We’ve been keeping Dick Rogers up to date over email (he’s not really a Slack kind of guy) on developments in our research and our product concept, but we hadn’t been able to really sit down with him and talk it all out until today.
It was an incredibly productive meeting. Dick is a deceptively mellow guy — super personable and easy to talk to, but the man knows his bees. And we knew if we were on the wrong path entirely, he’d tell us.
This was the first real discussion of how Everbee will actually attract honey bees. Our first idea, we’re almost embarrassed to admit, was to make a big, flower-shaped feeder. Bees like flowers, right? Yeah...no. Dick very kindly (but with obvious amusement) told us you cannot fool bees.
Lesson 1: Don’t underestimate the bees. Got it.
So then we looked at what smells attract nearby foraging bees, like thyme oil and mint. But attracting bees to our device is tricky because even with sugar syrup readily available, they’ll only be attracted to it when nearby flowers are in their dearth period.
The dearth period is when nectar is at its lowest ebb, and bees struggle to get enough nutrition. It’s then that our device could be doubly beneficial, not only supplying varroa treatment but also providing food. Of course, bee friendly flowers provide micronutrients a simple sugar syrup cannot, but any food source is welcome when nectar runs dry.

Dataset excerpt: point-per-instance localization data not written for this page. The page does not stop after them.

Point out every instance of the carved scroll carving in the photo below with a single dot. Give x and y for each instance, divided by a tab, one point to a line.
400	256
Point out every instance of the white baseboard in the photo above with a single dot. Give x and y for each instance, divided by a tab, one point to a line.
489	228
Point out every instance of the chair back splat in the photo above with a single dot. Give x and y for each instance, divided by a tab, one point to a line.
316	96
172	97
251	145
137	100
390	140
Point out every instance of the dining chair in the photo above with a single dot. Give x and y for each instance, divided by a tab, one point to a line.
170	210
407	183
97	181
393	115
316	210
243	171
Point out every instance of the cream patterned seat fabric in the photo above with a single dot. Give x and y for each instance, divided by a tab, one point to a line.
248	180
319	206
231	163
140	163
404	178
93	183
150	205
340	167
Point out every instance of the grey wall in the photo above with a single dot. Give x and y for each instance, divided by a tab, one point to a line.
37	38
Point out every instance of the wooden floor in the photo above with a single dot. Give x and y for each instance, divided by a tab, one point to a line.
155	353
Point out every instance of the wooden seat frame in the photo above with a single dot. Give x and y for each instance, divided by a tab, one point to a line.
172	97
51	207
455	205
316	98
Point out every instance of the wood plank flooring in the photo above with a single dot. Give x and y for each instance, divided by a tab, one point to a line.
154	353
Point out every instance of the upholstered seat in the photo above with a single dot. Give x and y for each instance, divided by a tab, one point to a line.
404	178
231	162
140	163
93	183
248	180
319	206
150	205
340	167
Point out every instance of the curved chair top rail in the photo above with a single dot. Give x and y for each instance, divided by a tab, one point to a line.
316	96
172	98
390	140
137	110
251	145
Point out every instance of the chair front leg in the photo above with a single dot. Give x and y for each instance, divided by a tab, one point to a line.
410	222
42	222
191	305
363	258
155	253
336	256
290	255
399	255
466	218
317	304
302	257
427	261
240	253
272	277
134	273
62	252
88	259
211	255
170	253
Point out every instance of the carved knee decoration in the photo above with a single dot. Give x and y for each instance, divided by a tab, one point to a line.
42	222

Next we started discussing options to kill the mites themselves. Everything we do has to meet three criteria:
Safe for bees
Safe for honey
Deadly to mites
But Dick confirmed the promise of a third option we’ve been talking about — essential oils. There’s been a lot of research around their efficacy in killing tracheal mites while proving relatively safe for the bees themselves. Joe had already read an interesting paper by entomologist Peter Kevan, and we’ve been inspired by it.
If it kills tracheal mites, might it also kill varroa?
And now, with Dick’s confirmation, we think this is the way to go. But there’s a lot of research still ahead. Essential oils are safe for bees, safe for honey, and deadly to varroa — but only if the concentrations are right. And we don’t know what those are yet.
Hm...maybe we should see if Peter Kevan is available for a meeting?